Create a virtualenv and install parsedmarc into it as that user, so any files created later are also owned by parsedmarc

sudo -u parsedmarc python3 -m venv /opt/parsedmarc/venv
sudo -u parsedmarc /opt/parsedmarc/venv/bin/pip install --upgrade pip
sudo -u parsedmarc /opt/parsedmarc/venv/bin/pip install --upgrade parsedmarc

To upgrade parsedmarc later, re-run the last command above and then restart the service.

Optional dependencies

If you would like to be able to parse emails saved from Microsoft Outlook (i.e. OLE .msg files), install msgconvert:

On Debian or Ubuntu systems, run:

sudo apt-get install libemail-outlook-message-perl

On CentOS, RHEL, or Rocky Linux, the Email::Outlook::Message Perl module is not packaged in the base repositories or EPEL, so install it from CPAN:

sudo dnf install -y perl perl-CPAN make gcc
sudo cpan -i Email::Outlook::Message

This installs the msgconvert script to /usr/local/bin/msgconvert.

Using MaxMind GeoLite2 (optional)

To use the MaxMind GeoLite2 Country database instead of the bundled IPinfo Lite database, point the ip_db_path option at it explicitly:

[general]
ip_db_path = /usr/share/GeoIP/GeoLite2-Country.mmdb

Use this only if you specifically prefer MaxMind data over the bundled IPinfo Lite database — most users do not need it. Country databases like GeoLite2 carry no ASN data, so source attribution for IP addresses without reverse DNS is reduced when one is used.

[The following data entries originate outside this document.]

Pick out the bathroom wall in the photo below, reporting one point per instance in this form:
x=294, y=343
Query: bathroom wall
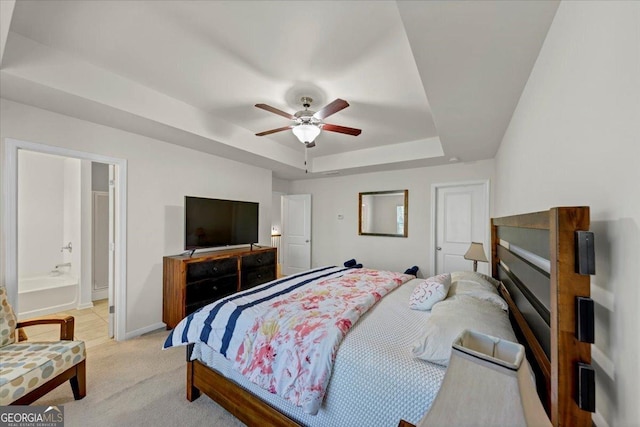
x=48, y=213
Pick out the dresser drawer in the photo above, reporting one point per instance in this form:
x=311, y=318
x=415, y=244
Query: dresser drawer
x=206, y=291
x=259, y=259
x=204, y=270
x=256, y=276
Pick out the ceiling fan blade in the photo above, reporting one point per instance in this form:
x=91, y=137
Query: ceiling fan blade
x=332, y=108
x=276, y=111
x=269, y=132
x=342, y=129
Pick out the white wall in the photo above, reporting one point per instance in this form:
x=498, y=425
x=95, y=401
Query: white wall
x=574, y=139
x=71, y=221
x=159, y=176
x=336, y=240
x=40, y=212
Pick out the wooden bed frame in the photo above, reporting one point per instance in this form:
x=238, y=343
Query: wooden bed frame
x=553, y=354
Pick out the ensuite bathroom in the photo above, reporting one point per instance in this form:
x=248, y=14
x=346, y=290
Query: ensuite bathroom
x=63, y=242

:::{note} parsedmarc no longer picks up a GeoLite2/DBIP database from standard system paths (e.g. /usr/share/GeoIP/GeoLite2-Country.mmdb) automatically — a GeoIP file installed by an unrelated distro package would silently override the bundled database and disable ASN enrichment. System paths are now only consulted as a last resort when the bundled database is missing. If you previously relied on the automatic pickup, set ip_db_path as shown above. :::

Install geoipupdate for your platform:

# Debian 10+ (requires the contrib component in apt sources)
sudo apt-get install -y geoipupdate

# Ubuntu
sudo add-apt-repository ppa:maxmind/ppa
sudo apt update
sudo apt install -y geoipupdate

# CentOS, RHEL, or Rocky Linux
sudo dnf install -y geoipupdate

Builds for Linux, macOS, and Windows are also available on the geoipupdate releases page on GitHub.

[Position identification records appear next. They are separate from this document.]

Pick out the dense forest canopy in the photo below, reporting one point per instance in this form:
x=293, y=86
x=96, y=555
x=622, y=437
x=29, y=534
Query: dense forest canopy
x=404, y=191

Since December 2019, MaxMind has required a free account to download the GeoLite2 databases (to comply with various privacy regulations). Register for a free GeoLite2 account, sign in, then create a new key on the License Keys page (you can use parsedmarc as the description). Download the pre-filled config file and save it to /etc/GeoIP.conf on Linux/macOS or %SystemDrive%\ProgramData\MaxMind\GeoIPUpdate\GeoIP.conf on Windows.

Then run

sudo geoipupdate

to download the databases for the first time. The GeoLite2 databases are updated weekly (every Tuesday); add a cron job or scheduled task to re-run geoipupdate weekly. More detail at the MaxMind geoipupdate page.